We have 2 very similar self managed cluster, staging and production, on AWS and on arm architecture (graviton2) and amazon linux 2 base image: 3 master nodes and 3 datanodes. In all instances we have installed monit that check the elasticsearch pid.
The instances are all based on the same AMI, at boot it self determine if it is a master or data node, and the environment. The AMI is more or less the same since years ago, when it was based on x86 architecture (of course the Elasticsearch were changed since we moved to arm, but all the remaining custom scripts are the same.)
Now, since March, when we moved to arm (ver 7.17), we have the 'problem' that every week (more or less, there's not a precise time interval) monit says the process Elasticsearch with pid xxxxx is not running, so it restarts it. It ALWAYS happens to the elected master, and when it happens the re-election is super fast and no alarms are triggered. It never happens for a datanode (luckily), and it happens both for staging and production.
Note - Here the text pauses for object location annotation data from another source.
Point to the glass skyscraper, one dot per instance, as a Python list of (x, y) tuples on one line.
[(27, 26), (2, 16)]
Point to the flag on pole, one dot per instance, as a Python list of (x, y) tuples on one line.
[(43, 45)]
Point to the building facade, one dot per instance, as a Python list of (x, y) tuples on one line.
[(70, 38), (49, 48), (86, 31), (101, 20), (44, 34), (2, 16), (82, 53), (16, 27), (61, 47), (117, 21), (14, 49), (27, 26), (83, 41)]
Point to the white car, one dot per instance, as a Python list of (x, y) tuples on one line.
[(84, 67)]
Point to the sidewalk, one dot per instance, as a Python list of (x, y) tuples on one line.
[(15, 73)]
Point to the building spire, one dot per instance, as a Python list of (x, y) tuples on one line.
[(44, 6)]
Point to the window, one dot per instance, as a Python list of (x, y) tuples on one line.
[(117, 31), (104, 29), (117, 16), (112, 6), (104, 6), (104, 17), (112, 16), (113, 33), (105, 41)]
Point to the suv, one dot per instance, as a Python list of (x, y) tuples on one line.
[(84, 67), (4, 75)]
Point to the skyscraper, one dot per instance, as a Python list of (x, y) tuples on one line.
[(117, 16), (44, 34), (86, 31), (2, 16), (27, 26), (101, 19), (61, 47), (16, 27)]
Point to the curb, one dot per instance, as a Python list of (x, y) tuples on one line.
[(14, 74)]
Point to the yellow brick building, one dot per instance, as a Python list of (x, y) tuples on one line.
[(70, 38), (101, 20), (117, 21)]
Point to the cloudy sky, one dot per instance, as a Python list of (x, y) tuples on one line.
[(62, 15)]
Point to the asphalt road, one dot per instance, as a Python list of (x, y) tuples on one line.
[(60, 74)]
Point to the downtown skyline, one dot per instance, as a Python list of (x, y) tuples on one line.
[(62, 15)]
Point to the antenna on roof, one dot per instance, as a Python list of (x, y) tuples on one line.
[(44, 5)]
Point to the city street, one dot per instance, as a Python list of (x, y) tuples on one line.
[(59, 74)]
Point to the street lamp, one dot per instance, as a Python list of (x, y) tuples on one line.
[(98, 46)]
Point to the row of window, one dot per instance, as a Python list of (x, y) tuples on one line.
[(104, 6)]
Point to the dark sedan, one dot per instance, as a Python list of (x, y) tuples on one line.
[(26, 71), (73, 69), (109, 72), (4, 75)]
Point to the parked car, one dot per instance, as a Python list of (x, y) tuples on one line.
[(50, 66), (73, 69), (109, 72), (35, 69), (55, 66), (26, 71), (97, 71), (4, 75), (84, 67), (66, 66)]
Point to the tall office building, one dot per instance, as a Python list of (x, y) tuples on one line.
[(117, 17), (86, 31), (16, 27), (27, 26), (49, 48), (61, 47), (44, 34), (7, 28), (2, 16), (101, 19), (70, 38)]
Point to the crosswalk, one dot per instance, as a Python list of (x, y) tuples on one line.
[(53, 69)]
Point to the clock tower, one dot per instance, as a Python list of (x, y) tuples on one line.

We have a third cluster (logging) with the same AMI, where all 6 nodes are both master and data nodes, and it never happens here.
We recently upgraded all the cluster to Elasticsearch 8.3 but the problem persists...any idea?
The monit configuration is:
check process elasticsearch with pidfile /var/run/elasticsearch/elasticsearch.pid
start program = "/bin/systemctl start elasticsearch"
stop program = "/bin/systemctl stop elasticsearch"
if cpu > 90% for 5 cycles then alert
if totalmem > 90% for 5 cycles then alert
group elasticsearch
and the elasticsearch.yml
"bootstrap": {
"memory_lock": true
},
"cloud": {
"node": {
"auto_attributes": true
}
},
"cluster": {
"name": "staging.elasticsearch",
"routing": {
"allocation": {
"allow_rebalance": "always",
"awareness": {
"attributes": "aws_availability_zone"
},
"enable": "all",
"node_concurrent_recoveries": 11
},
"rebalance": {
"enable": "all"
}
}
},
"discovery": {
"ec2": {
"endpoint": "ec2.eu-west-1.amazonaws.com",
"groups": [
"staging-elasticsearch-30mhz-com",
"staging-master-elasticsearch-30mhz-com"
],
"host_type": "public_dns"
},
"seed_providers": "ec2"
},
"gateway": {
"expected_data_nodes": 3,
"recover_after_data_nodes": 2
},
"indices": {
"recovery": {
"max_bytes_per_sec": "50mb"
}
},
"network.host": [
"_ec2:publicDns_",
"localhost"
],
"node": {
"roles": [
"master",
"remote_cluster_client"
]
},
"path": {
"data": "/dev/shm/elasticsearch/data",
"logs": "/dev/shm/elasticsearch/log"
},
"xpack": {
"security": {
"enabled": false
}
}
}